Hai progetti per il futuro?

Ne ho troppi, temo. Ma sono una macchina pigra, che tende ogni volta a rinviare la realizzazione a tempi di là da venire. In fondo ho sempre scritto, per rimanere a questo, ai margini del mio sentire e del mio pensare: ho desiderato la poesia più di quanto non l’abbia voluta, eludendola ogni volta che potessi, arrendendomi a un verso solo quando non ne potevo più fare a meno. Forse soffro di accidia; ma a volte ho come la sensazione che questa mia natura sia stata una sorta di astuzia dell’anima per evadere il senso del nulla e del tedio, i grandi mali che affliggono l’umanità da sempre.
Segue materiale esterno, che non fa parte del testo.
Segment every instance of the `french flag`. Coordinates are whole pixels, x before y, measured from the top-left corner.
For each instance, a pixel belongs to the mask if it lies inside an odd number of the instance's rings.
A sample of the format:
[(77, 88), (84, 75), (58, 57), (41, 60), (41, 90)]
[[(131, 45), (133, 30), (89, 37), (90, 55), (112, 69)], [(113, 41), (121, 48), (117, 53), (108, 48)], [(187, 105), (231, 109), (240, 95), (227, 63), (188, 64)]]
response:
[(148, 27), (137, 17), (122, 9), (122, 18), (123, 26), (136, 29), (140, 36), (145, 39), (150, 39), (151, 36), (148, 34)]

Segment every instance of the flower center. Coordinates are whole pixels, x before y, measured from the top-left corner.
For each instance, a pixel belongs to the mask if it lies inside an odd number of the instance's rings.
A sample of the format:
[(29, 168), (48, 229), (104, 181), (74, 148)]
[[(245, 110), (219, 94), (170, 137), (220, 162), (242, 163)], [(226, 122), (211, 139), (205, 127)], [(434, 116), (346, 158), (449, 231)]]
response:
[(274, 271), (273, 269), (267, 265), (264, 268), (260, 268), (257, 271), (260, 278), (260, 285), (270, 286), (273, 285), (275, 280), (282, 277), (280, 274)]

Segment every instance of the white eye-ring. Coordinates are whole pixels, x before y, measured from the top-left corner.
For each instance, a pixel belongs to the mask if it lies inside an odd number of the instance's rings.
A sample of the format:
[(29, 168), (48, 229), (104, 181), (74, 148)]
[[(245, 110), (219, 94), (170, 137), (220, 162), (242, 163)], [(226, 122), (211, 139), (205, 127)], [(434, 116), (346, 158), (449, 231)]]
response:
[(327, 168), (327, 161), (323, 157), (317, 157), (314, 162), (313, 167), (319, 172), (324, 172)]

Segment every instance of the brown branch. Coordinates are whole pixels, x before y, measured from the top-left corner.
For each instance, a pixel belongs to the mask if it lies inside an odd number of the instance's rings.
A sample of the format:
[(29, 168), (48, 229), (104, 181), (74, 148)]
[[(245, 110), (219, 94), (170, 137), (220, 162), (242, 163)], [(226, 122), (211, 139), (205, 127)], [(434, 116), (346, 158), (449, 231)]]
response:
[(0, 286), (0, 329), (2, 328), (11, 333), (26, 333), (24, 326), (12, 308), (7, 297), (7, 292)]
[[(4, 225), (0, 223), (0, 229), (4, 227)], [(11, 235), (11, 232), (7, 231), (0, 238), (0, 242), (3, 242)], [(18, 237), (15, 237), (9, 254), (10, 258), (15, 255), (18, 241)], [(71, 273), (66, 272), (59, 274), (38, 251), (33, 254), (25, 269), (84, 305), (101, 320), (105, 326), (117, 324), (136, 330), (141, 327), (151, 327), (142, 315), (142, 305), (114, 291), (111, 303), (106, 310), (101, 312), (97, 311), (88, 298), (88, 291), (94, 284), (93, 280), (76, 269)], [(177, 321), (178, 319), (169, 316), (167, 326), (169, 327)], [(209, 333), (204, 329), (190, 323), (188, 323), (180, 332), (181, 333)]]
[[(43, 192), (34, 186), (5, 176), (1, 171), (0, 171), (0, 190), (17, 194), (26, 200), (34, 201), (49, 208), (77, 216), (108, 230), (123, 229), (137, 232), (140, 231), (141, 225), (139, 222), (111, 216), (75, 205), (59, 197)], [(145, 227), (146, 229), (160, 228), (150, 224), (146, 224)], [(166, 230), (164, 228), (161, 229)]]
Per chi scrive poco, ogni verso pare come un dono del cielo: non ti sognavi neanche di poterlo scrivere, di poterci arrivare; vederlo, all’improvviso, ti rende felice. 

Cinque poesie da “Il moto delle cose” (Mondadori 2017) 

Pochi versi, ma veri.

Pochi versi, ma veri.

Valgano per te, come per me. 

Che siano limpidi – per guardare il cielo 

alto –

e severi, se così è il tuo animo.      

*

Rovine, trombe, quando

Rovine, trombe, quando

chi siede, in un giardino

di pensieri e di aranci, sente

all’improvviso un urto, scricchia

il terso dei cieli, s’incavedia

il lume della vita – arco, stame

sfinge

*

E nascemmo

E nascemmo

alla vita che già c’era. 

Le cose

c’erano, le tante, le inaudite

cose, di cui c’invaghimmo

a poco a poco. 

E noi guardavamo 

l’aria che luceva 

e piove e nevi

e soli che stagnavano, tiepidi,

nelle mattine troppo 

quiete.

E guardammo, un giorno, i nomi

le parole prime, scure,

che dicono sì e no, che oscillano

tra le cose

*

Piogge di novembre

Dorme, lui, uno come tanti, 

nella sua cella di polvere e anima, seme

dopo seme, giorno

dopo giorno, è freddo, è notte, è un giorno

di primo autunno che si compie

nella sua mandorla di luce

ultima, troppo umana. Necessità

lo unge, contro ogni pena. Piove

fuori, piove

nel sogno della mente, che si ritira

in un impluvio remoto di forme, stampi, 

crune

del tempo che si assottiglia

e l’acqua che scende è madre,

e l’acqua che scende è ade… presto

sarà inverno, e piove e fuochi e nevi

si va, sui remi,

incontro a un unico destino

*

Un presente remoto

(Polvere stellare)

Vengono, da un tempo 

che non è più, da un punto

smemorato del mondo, fionde

di una luce persa,

abissale. Urta, annaspa, 

l’anima, s’infiamma

nella materia, vaga,

del cielo, s’incrinano

le anfore – attonite, vaste – 

degli occhi, nero

che si fa nero, fuoco

che s’impenna, arde

delira

in cunicoli di cosmo, 

in tavole

di tenebra

*

Giancarlo Pontiggia, milanese, ha pubblicato le seguenti raccolte poetiche: Con parole remote (Guanda, 1998), Bosco del tempo (Guanda, 2005) – entrambe riedite nel volume complessivo Origini (Interlinea, 2015) –, Il moto delle cose (Mondadori, 2017). Per il teatro ha scritto Stazioni (Nuova Magenta, 2010) e Ades. Tetralogia del sottosuolo (Neos, 2017). Saggi di poetica e riflessioni sulla letteratura si trovano nei volumi Esercizi di resistenza e di passione (Medusa, 2002), Lo stadio di Nemea (Moretti & Vitali, 2013), Undici dialoghi sulla poesia (La Vita Felice, 2014). Nel dicembre 2019 è uscita per i Quaderni di Stampa la plaquette Voci, fiamme, salti nel buio.